When I first started to surf seriously in May of last year, I felt so
isolated. One surfer from work got a new kid and then moved away to inland,
never to be seen in the ocean again. Another close friend from work who live
very close by also got a new kid and so that meant less surfing. So the
timing was a bit bad, should this have been a year sooner, I would have done
a bit better to start.

I am also a bit shy in front of people so I do not talk much to people on
the line up or do things like that, so I have basically struggled for the
first good 8 months just trying to do it by myself. In the retrospect, this
was a mistake. What I should have done is to join at least a Yahoo group or
something and start to find people at the similar (but a bit better) level
as I was, then try to set up trips to SC or other easy spots near-by. But
you know, just reading the messages in these boards intimidated me so much.
This is part of the reason why I created my web site with information for
beginners and intermediates so at least other people who will be in the same
situation as I was would know that they are not alone.

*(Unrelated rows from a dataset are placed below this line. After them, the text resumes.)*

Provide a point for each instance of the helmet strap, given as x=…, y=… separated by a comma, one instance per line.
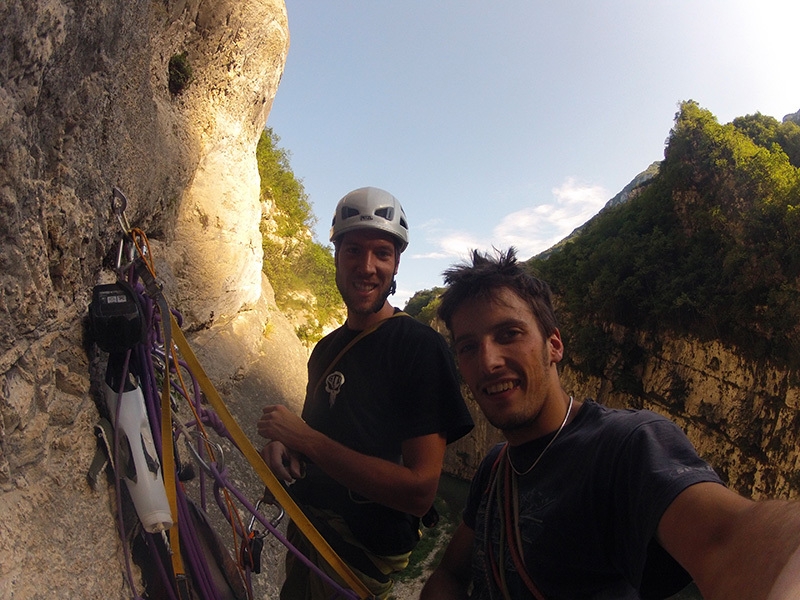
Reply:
x=392, y=289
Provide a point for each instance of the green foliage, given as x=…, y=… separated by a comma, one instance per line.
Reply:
x=180, y=73
x=709, y=247
x=297, y=266
x=423, y=305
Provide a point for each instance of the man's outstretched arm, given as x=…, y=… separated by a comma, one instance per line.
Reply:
x=734, y=547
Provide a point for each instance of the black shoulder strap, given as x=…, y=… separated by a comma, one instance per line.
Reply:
x=352, y=343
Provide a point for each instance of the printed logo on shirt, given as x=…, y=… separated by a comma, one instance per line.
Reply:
x=333, y=385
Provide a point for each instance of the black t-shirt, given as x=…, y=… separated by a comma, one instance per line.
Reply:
x=590, y=508
x=396, y=383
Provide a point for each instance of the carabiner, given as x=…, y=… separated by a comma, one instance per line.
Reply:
x=118, y=205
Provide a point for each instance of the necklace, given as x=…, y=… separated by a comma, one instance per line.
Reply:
x=546, y=448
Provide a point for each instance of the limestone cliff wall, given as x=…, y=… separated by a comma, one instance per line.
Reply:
x=742, y=416
x=84, y=106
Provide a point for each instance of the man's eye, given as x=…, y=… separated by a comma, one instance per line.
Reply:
x=509, y=335
x=465, y=349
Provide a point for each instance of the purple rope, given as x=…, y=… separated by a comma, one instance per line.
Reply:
x=222, y=481
x=191, y=546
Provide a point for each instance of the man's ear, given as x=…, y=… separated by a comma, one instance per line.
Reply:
x=556, y=346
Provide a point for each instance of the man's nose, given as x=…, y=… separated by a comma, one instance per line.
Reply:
x=490, y=357
x=366, y=264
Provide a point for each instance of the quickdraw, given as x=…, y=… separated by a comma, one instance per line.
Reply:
x=158, y=356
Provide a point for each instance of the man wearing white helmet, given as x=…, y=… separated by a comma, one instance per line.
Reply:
x=382, y=403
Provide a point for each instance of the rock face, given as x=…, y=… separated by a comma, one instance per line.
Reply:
x=742, y=416
x=84, y=106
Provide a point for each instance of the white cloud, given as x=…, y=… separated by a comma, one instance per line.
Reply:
x=532, y=229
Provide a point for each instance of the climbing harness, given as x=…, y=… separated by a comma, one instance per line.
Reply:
x=158, y=395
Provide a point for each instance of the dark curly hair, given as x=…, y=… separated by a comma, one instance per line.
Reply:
x=485, y=276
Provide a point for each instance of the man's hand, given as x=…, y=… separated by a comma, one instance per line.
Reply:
x=278, y=423
x=284, y=463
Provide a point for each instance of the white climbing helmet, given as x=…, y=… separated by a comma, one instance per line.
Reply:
x=370, y=208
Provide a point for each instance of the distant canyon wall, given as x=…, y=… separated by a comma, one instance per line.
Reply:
x=742, y=416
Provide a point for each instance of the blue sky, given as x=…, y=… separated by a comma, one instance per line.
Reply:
x=512, y=122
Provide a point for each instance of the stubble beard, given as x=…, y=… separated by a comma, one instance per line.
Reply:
x=360, y=309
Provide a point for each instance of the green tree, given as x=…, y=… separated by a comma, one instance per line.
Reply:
x=709, y=247
x=300, y=269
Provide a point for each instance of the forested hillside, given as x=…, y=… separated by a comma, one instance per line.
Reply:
x=708, y=247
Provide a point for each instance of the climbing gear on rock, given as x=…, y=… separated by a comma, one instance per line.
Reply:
x=157, y=394
x=370, y=208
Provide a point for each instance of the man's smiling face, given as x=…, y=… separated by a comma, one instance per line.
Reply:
x=508, y=364
x=366, y=263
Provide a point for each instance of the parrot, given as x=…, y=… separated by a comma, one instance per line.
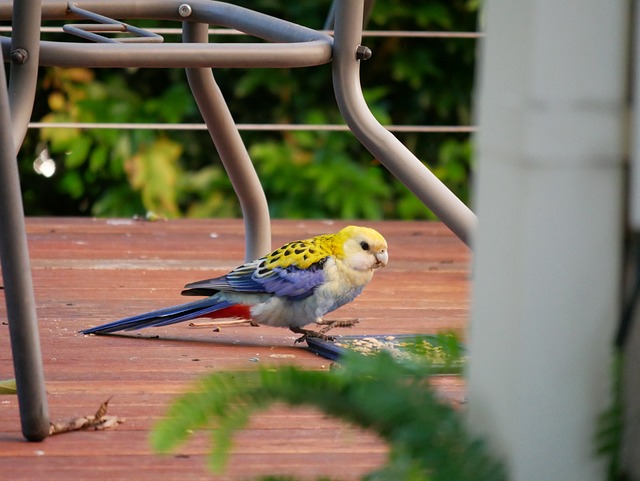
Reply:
x=292, y=287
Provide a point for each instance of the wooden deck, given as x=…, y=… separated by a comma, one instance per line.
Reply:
x=89, y=271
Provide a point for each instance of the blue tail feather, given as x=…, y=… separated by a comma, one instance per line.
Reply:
x=162, y=317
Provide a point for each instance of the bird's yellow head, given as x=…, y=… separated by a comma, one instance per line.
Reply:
x=362, y=248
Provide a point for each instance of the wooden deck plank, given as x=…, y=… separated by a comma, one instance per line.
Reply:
x=90, y=271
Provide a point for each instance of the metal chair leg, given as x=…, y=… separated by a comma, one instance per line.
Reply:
x=379, y=141
x=233, y=153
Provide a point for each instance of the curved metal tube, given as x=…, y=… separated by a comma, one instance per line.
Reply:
x=379, y=141
x=296, y=46
x=180, y=55
x=23, y=77
x=18, y=286
x=233, y=153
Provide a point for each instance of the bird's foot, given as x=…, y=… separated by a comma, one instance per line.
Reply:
x=308, y=333
x=322, y=333
x=328, y=325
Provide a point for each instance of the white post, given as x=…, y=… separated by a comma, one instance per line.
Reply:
x=548, y=248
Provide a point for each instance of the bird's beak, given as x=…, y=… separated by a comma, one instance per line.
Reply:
x=382, y=257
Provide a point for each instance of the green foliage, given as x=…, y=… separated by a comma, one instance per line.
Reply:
x=427, y=438
x=304, y=174
x=610, y=425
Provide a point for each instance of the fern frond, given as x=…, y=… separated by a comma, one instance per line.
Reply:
x=427, y=438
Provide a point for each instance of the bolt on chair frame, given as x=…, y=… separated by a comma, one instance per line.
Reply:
x=289, y=46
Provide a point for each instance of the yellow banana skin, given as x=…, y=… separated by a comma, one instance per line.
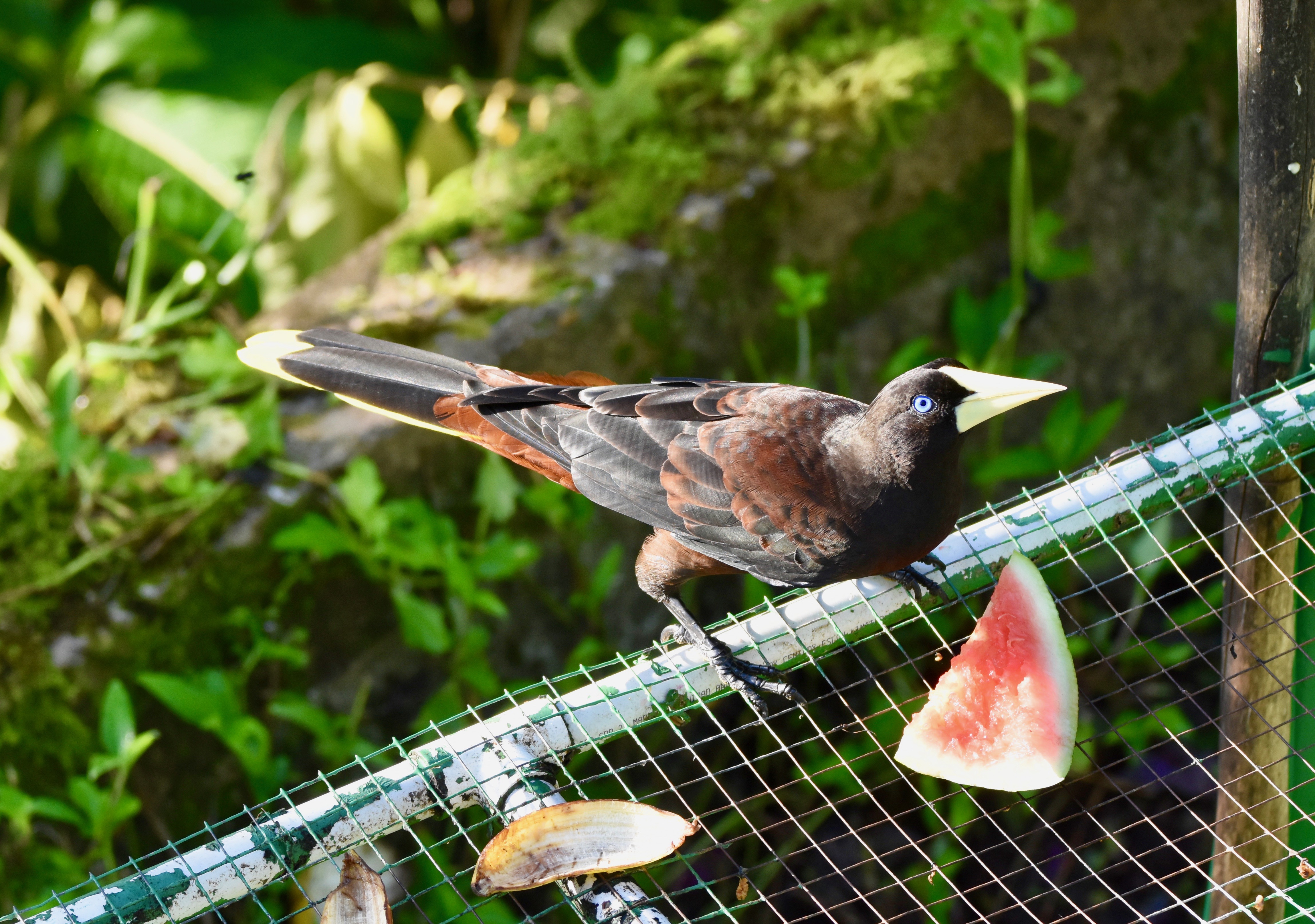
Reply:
x=577, y=839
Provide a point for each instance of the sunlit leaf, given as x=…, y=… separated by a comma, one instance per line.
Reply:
x=503, y=555
x=1000, y=52
x=118, y=723
x=367, y=146
x=1063, y=83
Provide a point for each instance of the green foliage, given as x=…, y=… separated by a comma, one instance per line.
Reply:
x=95, y=813
x=804, y=294
x=1070, y=439
x=419, y=554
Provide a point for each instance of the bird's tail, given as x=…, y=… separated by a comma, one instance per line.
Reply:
x=402, y=383
x=407, y=384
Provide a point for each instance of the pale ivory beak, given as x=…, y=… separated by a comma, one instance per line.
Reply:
x=993, y=395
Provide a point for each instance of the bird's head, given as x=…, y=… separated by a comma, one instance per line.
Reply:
x=938, y=403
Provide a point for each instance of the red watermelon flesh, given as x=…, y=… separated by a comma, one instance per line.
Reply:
x=1005, y=714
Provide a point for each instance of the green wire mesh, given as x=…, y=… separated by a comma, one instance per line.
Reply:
x=805, y=815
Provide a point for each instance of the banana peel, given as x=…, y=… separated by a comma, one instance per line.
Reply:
x=577, y=839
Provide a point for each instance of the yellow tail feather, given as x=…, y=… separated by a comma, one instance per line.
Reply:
x=265, y=350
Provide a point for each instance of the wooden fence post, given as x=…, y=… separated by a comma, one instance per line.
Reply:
x=1276, y=279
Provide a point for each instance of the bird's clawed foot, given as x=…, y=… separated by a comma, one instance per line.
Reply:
x=744, y=676
x=916, y=582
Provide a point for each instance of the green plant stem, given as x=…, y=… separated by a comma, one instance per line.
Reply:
x=141, y=267
x=1020, y=217
x=1001, y=357
x=805, y=338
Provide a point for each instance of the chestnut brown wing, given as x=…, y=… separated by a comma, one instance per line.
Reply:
x=734, y=471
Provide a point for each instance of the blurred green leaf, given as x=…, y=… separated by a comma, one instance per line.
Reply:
x=1046, y=20
x=804, y=291
x=1049, y=262
x=999, y=50
x=1017, y=465
x=66, y=439
x=496, y=488
x=1063, y=426
x=361, y=492
x=118, y=723
x=1060, y=86
x=148, y=40
x=265, y=433
x=210, y=701
x=503, y=555
x=367, y=146
x=213, y=359
x=206, y=700
x=423, y=622
x=1095, y=432
x=976, y=325
x=315, y=534
x=601, y=580
x=909, y=357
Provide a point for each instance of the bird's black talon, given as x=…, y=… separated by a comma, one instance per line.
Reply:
x=916, y=583
x=674, y=634
x=745, y=677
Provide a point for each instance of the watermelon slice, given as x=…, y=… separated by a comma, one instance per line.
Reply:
x=1005, y=714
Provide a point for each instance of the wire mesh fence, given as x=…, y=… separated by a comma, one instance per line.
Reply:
x=1168, y=814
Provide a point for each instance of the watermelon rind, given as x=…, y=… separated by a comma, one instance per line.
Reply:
x=1022, y=772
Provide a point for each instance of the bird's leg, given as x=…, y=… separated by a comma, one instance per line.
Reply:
x=914, y=583
x=742, y=676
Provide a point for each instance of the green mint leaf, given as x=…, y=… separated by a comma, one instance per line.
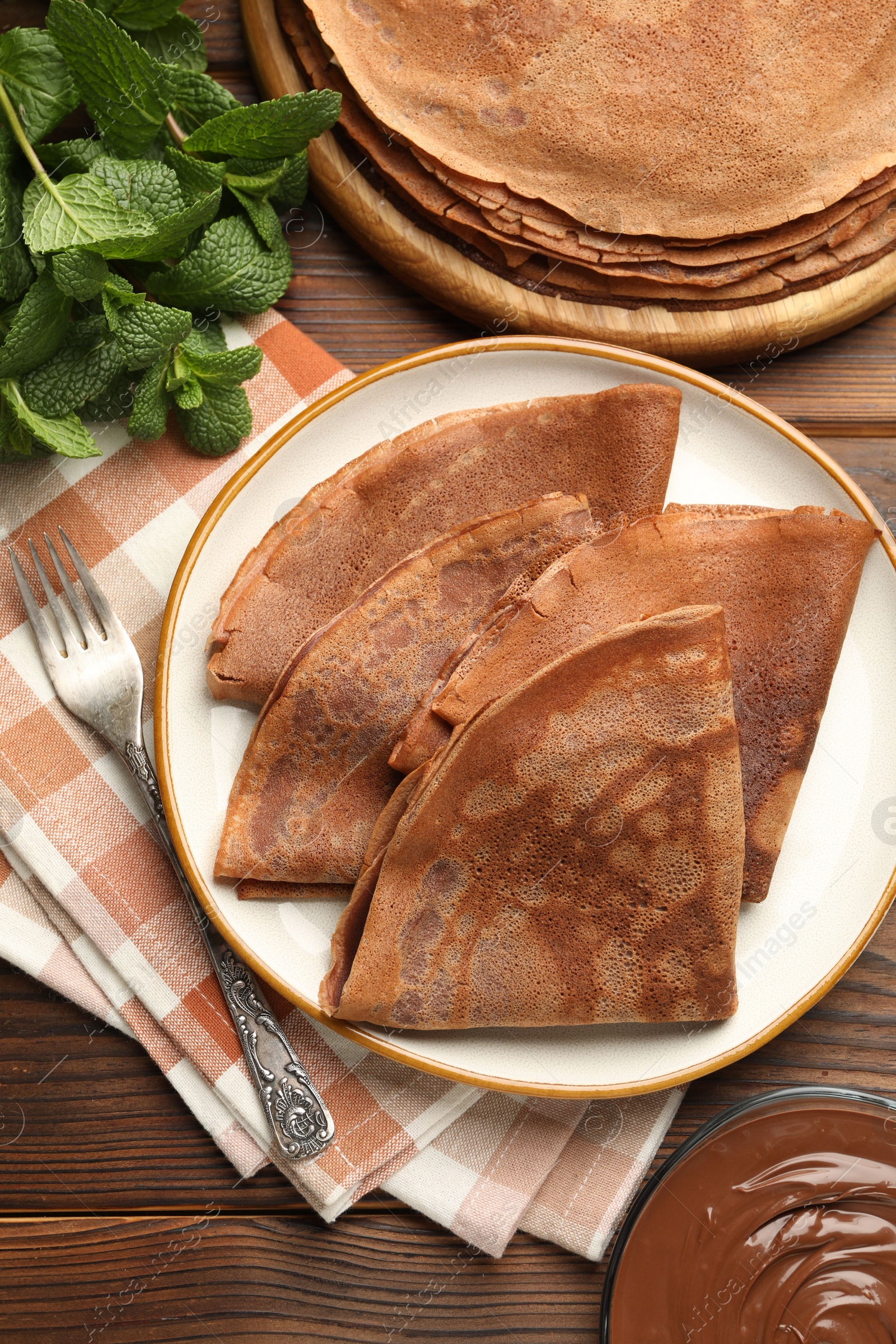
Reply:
x=190, y=394
x=255, y=176
x=139, y=14
x=119, y=293
x=73, y=155
x=16, y=442
x=150, y=413
x=293, y=186
x=83, y=367
x=198, y=99
x=16, y=270
x=268, y=129
x=36, y=80
x=176, y=44
x=65, y=435
x=220, y=424
x=78, y=212
x=112, y=404
x=221, y=367
x=153, y=189
x=262, y=216
x=204, y=339
x=36, y=330
x=142, y=185
x=230, y=269
x=80, y=273
x=148, y=333
x=197, y=176
x=172, y=234
x=127, y=93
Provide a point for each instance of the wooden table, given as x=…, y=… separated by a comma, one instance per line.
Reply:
x=143, y=1231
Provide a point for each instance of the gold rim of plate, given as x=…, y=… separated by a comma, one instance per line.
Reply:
x=448, y=277
x=166, y=648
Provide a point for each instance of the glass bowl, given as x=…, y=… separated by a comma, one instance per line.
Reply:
x=777, y=1103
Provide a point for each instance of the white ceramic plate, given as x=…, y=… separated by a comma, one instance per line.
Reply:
x=834, y=878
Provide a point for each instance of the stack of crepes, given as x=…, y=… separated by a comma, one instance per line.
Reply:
x=695, y=155
x=551, y=749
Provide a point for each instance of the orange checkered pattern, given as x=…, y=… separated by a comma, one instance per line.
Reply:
x=89, y=905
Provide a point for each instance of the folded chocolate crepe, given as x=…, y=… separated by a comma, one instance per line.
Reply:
x=786, y=581
x=615, y=447
x=316, y=776
x=573, y=857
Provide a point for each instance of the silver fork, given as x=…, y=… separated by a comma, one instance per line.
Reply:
x=99, y=678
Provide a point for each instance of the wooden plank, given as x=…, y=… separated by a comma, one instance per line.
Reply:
x=383, y=1278
x=844, y=388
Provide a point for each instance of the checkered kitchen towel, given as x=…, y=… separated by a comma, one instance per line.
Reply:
x=89, y=906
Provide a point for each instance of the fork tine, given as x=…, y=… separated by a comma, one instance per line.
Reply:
x=63, y=622
x=77, y=605
x=108, y=617
x=49, y=652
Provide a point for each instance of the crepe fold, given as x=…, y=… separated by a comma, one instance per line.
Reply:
x=573, y=857
x=678, y=120
x=786, y=581
x=315, y=776
x=615, y=447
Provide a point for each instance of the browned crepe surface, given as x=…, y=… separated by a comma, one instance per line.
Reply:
x=683, y=120
x=534, y=244
x=786, y=581
x=574, y=855
x=614, y=447
x=315, y=776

Fast forward 15 months, and now I was in HMB Classic, and now I had 6 other
surfing friends to either come see me surf, or go actually be in the

So what helped me the most. Going to the Club Ed camp was a big plus, I am
still in touch with Ed, and also made two good friends from it whom we surf.
Because they are SC based, and also active in SC surfing community, I now
feel like I am expanding the network out there. Another biggie is to
participate as a volunteer at Surfrider Foundation San Mateo Chapter. This
is where my geek skills meet totally cool surfing by providing web solutions
for the group.

I am a member of lots of things like museums or Commonwealth club, but in
terms of networking just as members and going to meetings and receptions
never helped me to network. But once you are actively helping something out,
then you can begin to network at a completely different level than being
just being a member.

Through the SRF, we met the organizer of the Surf Classic, and now I know
these guys fairly well, also the guys at the Board Shop as well. By just
entering there and people saw my name up on the board, some Japanese surfers
were curious about me, and so I met several Japanese surfers in the area.

So, if you feel like you are just surfing alone without a support, you
should not only just join as member of a club, but go and do some
volunteering at the group of your choice. I am sure that in most groups
there usually are all sorts of works not completed and you can take up a
small piece of it. You'd be appreciated by everyone, helping the cause or
community, and you get to know the people who are shaping the community. Be
it surfing, or any other stuff you'd be interested in.